O que torna o fenômeno atual particularmente perigoso é como as plataformas e mídias digitais exploram (com nossa autorização) nosso sistema neurológico de recompensa. Enquanto professora e cientista da informação, observo que o ensino superior – historicamente bastião do conhecimento, da pesquisa rigorosa e do pensamento crítico – já enfrenta as consequências desse fato, de modo silencioso.
A desinformação tem uma interessante relação com o “infinite scrolling” das redes e mídias sociais que ativa áreas cerebrais similares às estimuladas por substâncias viciantes e que cria um ciclo de busca por gratificação instantânea. Pesquisas recentes mostram que quando visualizamos conteúdo personalizado por algoritmos, regiões como a área tegmental ventral são fortemente estimuladas, liberando dopamina de forma efêmera e criando dependência. Se deixa de confrontar as próprias ideias e “certezas” para reafirmar infinitamente os mesmos discursos e teorias.
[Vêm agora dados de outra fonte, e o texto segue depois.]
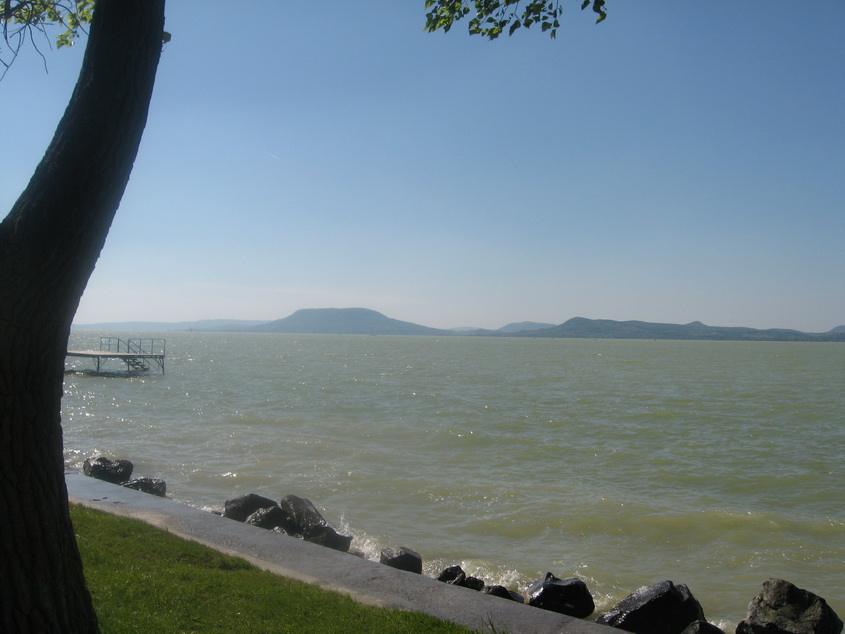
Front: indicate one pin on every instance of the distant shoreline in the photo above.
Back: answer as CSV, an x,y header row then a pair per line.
x,y
362,321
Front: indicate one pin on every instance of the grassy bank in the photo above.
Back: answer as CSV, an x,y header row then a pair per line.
x,y
143,579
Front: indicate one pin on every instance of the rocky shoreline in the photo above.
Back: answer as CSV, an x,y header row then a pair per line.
x,y
662,608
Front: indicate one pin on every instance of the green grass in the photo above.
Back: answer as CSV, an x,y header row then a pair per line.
x,y
143,579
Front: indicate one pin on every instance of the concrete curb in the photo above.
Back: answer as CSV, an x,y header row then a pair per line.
x,y
366,581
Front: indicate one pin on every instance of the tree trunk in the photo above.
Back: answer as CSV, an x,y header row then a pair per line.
x,y
49,244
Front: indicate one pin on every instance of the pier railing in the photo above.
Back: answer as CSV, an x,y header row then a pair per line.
x,y
137,354
133,346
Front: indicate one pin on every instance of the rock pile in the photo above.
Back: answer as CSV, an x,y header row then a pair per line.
x,y
120,472
292,515
662,608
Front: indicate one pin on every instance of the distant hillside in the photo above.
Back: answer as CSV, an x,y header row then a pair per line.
x,y
524,325
579,327
344,321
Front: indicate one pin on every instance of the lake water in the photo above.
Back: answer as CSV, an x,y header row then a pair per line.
x,y
714,464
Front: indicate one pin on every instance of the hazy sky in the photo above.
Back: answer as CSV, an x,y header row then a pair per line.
x,y
678,162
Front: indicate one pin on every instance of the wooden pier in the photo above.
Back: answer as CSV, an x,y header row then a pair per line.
x,y
139,355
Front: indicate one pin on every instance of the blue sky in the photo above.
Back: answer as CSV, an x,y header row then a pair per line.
x,y
678,162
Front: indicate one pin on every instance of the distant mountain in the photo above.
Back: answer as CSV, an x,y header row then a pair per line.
x,y
202,325
579,327
524,325
363,321
345,321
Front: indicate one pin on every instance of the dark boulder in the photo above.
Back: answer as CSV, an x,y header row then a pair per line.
x,y
782,608
664,608
503,592
402,558
452,573
702,627
270,517
242,507
473,583
303,513
153,486
565,596
328,537
114,471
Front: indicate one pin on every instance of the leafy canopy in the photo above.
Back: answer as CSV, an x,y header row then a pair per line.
x,y
493,17
26,20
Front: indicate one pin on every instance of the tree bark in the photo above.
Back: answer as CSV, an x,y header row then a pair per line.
x,y
49,244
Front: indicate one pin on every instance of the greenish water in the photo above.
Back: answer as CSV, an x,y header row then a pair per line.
x,y
714,464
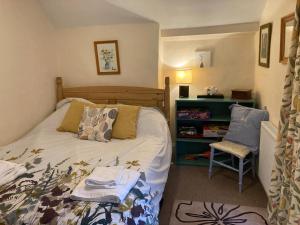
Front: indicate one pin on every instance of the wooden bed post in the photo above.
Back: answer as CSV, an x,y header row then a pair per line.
x,y
167,99
59,89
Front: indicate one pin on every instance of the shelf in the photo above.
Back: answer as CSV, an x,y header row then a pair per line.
x,y
214,119
221,100
196,140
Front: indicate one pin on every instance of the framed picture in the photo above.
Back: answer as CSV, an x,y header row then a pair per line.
x,y
265,45
107,57
287,25
203,58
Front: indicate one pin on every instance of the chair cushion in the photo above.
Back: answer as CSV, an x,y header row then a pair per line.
x,y
244,126
240,151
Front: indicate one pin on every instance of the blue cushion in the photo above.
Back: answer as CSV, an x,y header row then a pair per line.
x,y
244,126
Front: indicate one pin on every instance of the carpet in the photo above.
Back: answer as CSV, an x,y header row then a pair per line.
x,y
206,213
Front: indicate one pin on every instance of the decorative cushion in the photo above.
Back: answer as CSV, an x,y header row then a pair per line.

Este mecanismo neurobiológico explica por que uma pesquisa com mil estudantes brasileiros revelou que 47% dos jovens utilizam o TikTok como principal rede social, passando em média 4,39 horas diárias conectados. O cérebro, acostumado a gratificações instantâneas, desenvolve tolerância dopaminérgica, necessitando de estímulos cada vez mais intensos e perdendo a capacidade de sustentar foco em atividades que exigem esforço prolongado. Habilidade necessária para se desenvolver como estudante e pesquisador de qualquer área. E sim! Isso demora, é chato, é cansativo, não é divertido como gravar um vídeo de 1 minuto roteirizado feito com tecnologia de IA.
Este modo de criar e consumir informação penetra salas de aula e laboratórios universitários. Uma pesquisa da Universidade Federal de Rondônia com estudantes ingressantes mostrou que o Instagram e YouTube são as principais fontes de informação no cotidiano universitário. Quando o grupo tem menor idade, a principal fonte passa a ser o TikTok.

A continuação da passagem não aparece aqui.